¿Cuántas veces perdemos perspectiva de lo excepcional de lo cotidiano?
Todos los veranos me gusta dar un paseo por Segovia. Es una ciudad que conozco de toda la vida y a veces me acostumbro a verla.
De jóvenes tomábamos copas en unos locales a los pies del acueducto, por ejemplo. Y estaba ahí sin llamar mucho la atención. Hasta lo cruzamos por arriba una madrugada. Pero sin admirar su majestuosidad.
Una vez, vinieron unos amigos americanos y al ver el asombro en sus miradas al ver la ciudad, tomé conciencia de lo importante que era asombrarse cada vez que algo cotidiano lo teníamos cerca.
Así, aprendí a valorar cada beso o un te quiero de Sara o Amelia como algo excelso cada vez, cada día, eso es lo que es, algo sublime, y acostumbrarse sería un error. Cada día que toca ir a trabajar es porque tengo la suerte de tener trabajo y no estar ingresado y es excelso.

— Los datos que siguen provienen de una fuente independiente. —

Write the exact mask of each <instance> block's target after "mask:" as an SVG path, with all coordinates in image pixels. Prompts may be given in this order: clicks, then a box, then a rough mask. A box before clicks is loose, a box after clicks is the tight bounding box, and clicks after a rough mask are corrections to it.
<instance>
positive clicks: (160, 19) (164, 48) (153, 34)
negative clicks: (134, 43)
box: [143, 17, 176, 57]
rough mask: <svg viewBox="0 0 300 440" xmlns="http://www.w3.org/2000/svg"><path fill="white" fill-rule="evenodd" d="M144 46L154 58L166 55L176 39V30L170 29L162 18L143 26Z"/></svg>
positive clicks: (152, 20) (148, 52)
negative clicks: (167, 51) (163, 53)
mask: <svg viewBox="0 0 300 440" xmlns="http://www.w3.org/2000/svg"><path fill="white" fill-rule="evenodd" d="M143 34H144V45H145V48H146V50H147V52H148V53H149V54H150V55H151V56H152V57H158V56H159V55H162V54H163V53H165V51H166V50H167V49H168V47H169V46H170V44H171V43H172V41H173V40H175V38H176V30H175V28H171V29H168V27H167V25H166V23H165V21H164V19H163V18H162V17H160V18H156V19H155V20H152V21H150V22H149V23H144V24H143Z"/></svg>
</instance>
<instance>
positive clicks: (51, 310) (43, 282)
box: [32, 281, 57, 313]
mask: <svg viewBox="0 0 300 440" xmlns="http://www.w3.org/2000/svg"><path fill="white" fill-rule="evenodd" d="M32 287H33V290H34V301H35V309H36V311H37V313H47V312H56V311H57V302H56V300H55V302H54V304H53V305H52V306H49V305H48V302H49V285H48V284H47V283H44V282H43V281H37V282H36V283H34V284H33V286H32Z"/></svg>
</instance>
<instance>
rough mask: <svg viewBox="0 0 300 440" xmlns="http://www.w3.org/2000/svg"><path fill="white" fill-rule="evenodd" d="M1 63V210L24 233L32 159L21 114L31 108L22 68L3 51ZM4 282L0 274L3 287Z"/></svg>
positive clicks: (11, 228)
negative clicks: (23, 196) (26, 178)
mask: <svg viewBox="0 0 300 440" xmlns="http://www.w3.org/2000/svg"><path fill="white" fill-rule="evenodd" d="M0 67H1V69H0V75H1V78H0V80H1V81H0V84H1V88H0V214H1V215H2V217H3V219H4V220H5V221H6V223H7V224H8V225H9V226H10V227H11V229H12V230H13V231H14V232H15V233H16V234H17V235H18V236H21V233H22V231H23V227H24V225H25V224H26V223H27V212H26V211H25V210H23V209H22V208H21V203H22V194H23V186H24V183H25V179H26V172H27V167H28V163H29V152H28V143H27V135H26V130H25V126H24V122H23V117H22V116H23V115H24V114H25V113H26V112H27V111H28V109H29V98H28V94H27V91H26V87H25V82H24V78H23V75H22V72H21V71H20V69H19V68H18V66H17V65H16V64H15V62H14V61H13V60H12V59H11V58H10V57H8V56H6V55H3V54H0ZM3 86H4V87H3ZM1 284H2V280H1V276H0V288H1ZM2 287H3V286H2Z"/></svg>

Tener comida cada día, luz, agua, así con todo.
No ser conscientes de lo afortunados que somos, de la genialidad que es lo que nos rodea, nos hace perdernos mucho de lo pequeño de cada día, que al mirarlo cada vez con ojos nuevos de asombro, aprendemos a verlo como algo maravilloso.
La vida es un regalo del cielo y tiene cosas maravillosas que damos@por hecho y nos perdemos mucho.
“No hagáis rutina de lo sublime” decía mi abuelo Rafael.
Escribo esto en Madrid, con calor, con la tensión baja y el recuerdo de lo sublime de multiplica.